There are a few posts about unauthorised ssh access, our rimu boxes are constantly under some sort of password guessing probe. A better solution to ones previously posted is to configure your firewall to only allow ssh to IP address that do what is called "knocking" like knocking on a door. Using the script below you can configure your server to only allow ssh access if someone first tries to conenct to port x and port y.

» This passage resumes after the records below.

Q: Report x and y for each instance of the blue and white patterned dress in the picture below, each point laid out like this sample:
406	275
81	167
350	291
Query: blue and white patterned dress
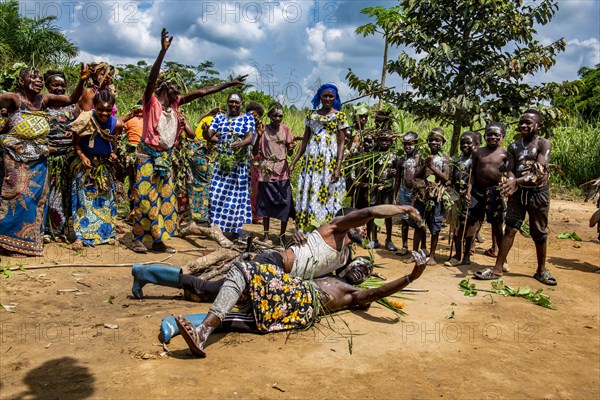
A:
317	198
230	190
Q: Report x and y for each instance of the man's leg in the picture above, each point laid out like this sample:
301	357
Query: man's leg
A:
266	221
434	240
404	234
228	296
389	245
505	246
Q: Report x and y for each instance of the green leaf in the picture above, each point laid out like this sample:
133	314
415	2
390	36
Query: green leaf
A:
572	236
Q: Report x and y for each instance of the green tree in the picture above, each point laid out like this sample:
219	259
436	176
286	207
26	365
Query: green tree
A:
586	102
36	42
471	58
384	22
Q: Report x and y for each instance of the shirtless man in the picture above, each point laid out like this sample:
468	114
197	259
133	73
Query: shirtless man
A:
280	302
527	186
428	195
322	253
483	193
317	254
407	167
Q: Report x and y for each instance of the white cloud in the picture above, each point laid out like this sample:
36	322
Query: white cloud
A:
282	43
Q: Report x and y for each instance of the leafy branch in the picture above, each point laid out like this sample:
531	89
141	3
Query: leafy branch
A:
499	287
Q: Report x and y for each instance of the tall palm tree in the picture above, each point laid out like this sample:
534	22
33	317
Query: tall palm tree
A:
31	41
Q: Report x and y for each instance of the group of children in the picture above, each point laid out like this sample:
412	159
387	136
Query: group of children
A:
465	191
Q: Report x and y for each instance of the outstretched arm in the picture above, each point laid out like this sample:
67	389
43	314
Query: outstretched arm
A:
165	42
365	297
211	89
54	100
9	101
302	148
343	296
360	217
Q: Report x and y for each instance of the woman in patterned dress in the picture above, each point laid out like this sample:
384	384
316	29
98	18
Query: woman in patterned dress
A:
60	149
155	202
321	189
93	188
25	144
230	186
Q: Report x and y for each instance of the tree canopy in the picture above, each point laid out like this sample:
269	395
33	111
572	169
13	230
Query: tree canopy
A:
466	60
35	42
586	102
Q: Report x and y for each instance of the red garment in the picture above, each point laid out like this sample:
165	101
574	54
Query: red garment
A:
151	113
254	190
134	127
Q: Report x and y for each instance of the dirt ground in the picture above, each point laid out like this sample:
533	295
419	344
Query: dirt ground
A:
55	345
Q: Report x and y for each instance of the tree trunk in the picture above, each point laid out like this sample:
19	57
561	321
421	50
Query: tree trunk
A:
384	69
455	138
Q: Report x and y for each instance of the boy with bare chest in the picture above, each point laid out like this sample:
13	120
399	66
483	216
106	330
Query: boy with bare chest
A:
527	188
483	194
407	166
428	192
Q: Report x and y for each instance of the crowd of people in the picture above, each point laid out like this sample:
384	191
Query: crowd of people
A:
59	153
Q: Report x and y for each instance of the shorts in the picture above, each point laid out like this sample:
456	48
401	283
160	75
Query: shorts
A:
489	206
433	218
536	203
404	199
360	198
384	196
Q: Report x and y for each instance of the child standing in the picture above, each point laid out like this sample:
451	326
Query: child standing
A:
483	196
407	166
428	193
256	111
274	195
383	191
359	177
527	188
460	180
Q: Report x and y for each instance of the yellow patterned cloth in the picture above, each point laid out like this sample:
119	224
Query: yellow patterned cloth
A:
279	300
30	125
155	204
318	198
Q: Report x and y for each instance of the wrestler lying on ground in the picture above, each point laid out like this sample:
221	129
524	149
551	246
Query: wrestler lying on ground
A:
317	254
196	289
279	301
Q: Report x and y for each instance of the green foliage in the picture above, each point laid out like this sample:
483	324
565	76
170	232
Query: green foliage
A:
576	151
469	289
36	42
464	72
572	236
7	269
586	101
499	287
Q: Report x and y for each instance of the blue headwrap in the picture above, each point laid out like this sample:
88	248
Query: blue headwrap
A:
316	101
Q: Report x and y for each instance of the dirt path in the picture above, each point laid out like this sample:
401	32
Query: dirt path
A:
54	344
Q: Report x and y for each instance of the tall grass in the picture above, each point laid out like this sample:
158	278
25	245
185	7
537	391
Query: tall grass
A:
575	145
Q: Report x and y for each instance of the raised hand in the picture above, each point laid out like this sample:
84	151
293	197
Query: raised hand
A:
84	72
508	187
300	238
165	40
421	260
239	79
413	213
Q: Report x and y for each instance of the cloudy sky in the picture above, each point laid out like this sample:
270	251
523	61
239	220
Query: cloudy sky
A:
287	47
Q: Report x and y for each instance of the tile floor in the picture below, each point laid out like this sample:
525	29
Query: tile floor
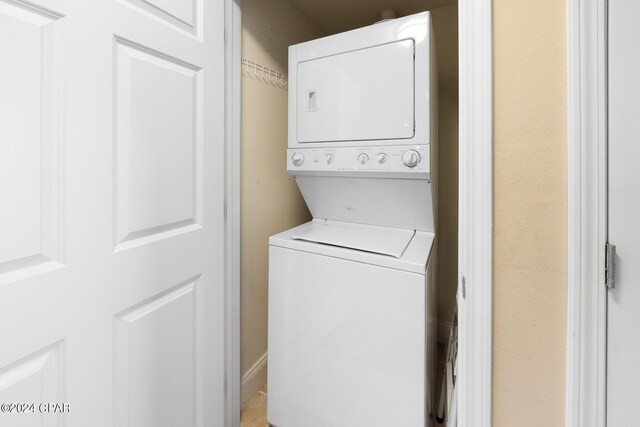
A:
254	413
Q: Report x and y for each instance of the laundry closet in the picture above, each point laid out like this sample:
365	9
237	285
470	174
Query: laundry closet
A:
271	201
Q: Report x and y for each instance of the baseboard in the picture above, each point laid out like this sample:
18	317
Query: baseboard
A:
444	329
253	379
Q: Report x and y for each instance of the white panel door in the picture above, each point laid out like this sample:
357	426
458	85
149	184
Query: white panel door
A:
623	329
111	212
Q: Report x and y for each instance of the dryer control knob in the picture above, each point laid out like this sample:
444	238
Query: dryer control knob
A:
411	158
297	159
363	158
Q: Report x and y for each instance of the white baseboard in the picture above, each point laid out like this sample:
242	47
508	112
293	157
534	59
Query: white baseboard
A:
253	379
444	328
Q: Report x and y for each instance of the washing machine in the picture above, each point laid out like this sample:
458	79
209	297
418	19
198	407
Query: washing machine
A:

For example, our server is configured so you must knock on two ports. Our users point their web browser to the following (example only) to 'knock' on the firewall:

http://server.com:6688/
http://server.com:25501/

Once the firewall sees attempts to connect on those ports (in that order, within 10 seconds), the firewall opens up ssh to the connecting machine only. (:

Here is our script:


#!/bin/sh

/sbin/iptables -P INPUT ACCEPT
/sbin/iptables -F INPUT
/sbin/iptables -F FORWARD
/sbin/iptables -F OUTPUT

# Special knock for port 22
/sbin/iptables -N SSH-INPUT
/sbin/iptables -A SSH-INPUT -m recent --name SSH1 --set -j DROP
/sbin/iptables -N SSH-INPUT2
/sbin/iptables -A SSH-INPUT2 -m recent --name SSH2 --set -j DROP
/sbin/iptables -A INPUT -m state --state NEW -m tcp -p tcp --dport 22 -m recent --rcheck --seconds 300 --name SSH2 -j ACCEPT
/sbin/iptables -A INPUT -m state --state NEW -m tcp -p tcp --dport 6688 -j SSH-INPUT
/sbin/iptables -A INPUT -m state --state NEW -m tcp -p tcp --dport 25501 -m recent --rcheck --seconds 10 --name SSH1 -j SSH-INPUT2
/sbin/iptables -A INPUT -m state --state NEW -m tcp -p tcp --dport 22 -j DROP


If you are really paranoid, a sequence of 3 or 4 knocks in a particular order is much more secure. Two is enough for me.